Todo aquel espectáculo era tan novedoso para mi espíritu. Daba gracias por tener la oportunidad de explorar los confines de Jalisco que desconocía. Juan Rulfo apenas mencionó este sitio en Pedro Páramo"Es domingo. De Apango han bajado los indios con sus rosarios de manzanillas, su romero, sus manojos de tomillo. No han traído ocote porque el ocote está mojado, y ni tierra de encino porque también está mojada por el mucho llover." Pudo haber dado más rienda suelta a su imaginación de haber pasado unas horas más aquí.
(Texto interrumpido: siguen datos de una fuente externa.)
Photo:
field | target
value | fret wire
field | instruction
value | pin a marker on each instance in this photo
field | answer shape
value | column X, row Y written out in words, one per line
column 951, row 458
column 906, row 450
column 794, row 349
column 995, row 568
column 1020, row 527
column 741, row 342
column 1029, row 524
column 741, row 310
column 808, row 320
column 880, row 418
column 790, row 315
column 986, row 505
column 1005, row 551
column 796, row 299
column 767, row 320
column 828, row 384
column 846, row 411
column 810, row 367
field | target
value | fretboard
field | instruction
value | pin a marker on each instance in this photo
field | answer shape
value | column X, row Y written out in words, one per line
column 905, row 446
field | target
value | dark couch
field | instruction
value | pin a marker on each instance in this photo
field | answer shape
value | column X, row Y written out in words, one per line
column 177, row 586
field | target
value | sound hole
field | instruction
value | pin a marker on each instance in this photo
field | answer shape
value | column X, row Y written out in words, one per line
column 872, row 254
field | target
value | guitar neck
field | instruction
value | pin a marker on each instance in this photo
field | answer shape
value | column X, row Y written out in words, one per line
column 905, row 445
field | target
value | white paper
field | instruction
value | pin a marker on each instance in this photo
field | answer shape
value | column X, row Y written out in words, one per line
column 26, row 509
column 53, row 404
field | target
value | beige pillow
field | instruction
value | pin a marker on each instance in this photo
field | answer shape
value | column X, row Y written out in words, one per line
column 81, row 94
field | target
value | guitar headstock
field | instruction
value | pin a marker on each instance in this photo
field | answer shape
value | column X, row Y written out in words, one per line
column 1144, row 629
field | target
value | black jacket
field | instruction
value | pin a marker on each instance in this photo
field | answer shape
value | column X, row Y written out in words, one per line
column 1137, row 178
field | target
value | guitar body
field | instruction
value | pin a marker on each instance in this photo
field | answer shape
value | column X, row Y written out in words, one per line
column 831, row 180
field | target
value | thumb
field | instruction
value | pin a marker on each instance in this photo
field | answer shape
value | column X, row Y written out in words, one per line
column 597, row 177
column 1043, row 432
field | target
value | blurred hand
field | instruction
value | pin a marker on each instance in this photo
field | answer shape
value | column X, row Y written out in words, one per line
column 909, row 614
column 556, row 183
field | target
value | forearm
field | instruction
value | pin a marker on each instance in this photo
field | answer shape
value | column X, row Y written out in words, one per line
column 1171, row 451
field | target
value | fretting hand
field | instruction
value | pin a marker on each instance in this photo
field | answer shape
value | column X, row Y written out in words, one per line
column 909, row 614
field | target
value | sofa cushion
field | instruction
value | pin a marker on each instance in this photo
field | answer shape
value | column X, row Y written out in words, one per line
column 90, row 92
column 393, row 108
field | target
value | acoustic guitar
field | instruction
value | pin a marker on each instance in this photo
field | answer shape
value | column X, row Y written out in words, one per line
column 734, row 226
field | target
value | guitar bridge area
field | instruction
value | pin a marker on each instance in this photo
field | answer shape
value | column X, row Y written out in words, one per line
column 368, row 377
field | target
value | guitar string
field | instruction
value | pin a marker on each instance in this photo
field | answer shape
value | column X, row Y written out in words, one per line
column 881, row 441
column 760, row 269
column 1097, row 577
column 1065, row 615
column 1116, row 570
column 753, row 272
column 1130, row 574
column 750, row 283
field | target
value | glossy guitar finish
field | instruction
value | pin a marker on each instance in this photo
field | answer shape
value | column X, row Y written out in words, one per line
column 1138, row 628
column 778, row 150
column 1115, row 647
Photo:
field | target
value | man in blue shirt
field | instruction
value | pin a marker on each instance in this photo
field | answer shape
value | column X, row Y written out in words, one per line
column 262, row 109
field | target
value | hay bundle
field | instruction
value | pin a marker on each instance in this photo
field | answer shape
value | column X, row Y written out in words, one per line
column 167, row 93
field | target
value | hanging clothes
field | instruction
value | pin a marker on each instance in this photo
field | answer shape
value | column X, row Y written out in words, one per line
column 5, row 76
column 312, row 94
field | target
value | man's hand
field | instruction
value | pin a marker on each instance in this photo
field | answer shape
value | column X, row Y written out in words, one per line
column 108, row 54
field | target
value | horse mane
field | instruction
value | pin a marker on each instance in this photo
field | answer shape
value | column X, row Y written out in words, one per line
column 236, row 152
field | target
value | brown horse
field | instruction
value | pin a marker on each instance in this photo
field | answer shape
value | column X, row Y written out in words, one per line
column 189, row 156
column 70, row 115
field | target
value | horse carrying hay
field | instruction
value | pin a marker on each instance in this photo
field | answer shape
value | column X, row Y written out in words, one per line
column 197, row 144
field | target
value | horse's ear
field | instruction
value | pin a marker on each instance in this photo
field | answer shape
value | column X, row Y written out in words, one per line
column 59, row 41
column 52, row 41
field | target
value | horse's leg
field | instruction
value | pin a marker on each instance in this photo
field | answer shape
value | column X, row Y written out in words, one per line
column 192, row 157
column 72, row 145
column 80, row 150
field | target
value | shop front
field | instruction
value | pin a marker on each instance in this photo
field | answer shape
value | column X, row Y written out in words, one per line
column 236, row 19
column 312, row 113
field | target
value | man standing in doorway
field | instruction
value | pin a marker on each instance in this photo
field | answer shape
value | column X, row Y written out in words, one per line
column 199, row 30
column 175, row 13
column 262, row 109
Cuando decidimos emprender el descenso, escuchamos una detonación de escopeta. “¡Pies, para qué los quiero!” Bajamos a toda prisa, temerosos de caer en manos de un ranchero furioso. Según nuestros maestros, habían solicitado permiso a las autoridades, pero es natural que algunos pobladores se molesten si sienten invadido su territorio.

Subimos al autobús cansados, sudados, cubiertos de tierra… pero felices.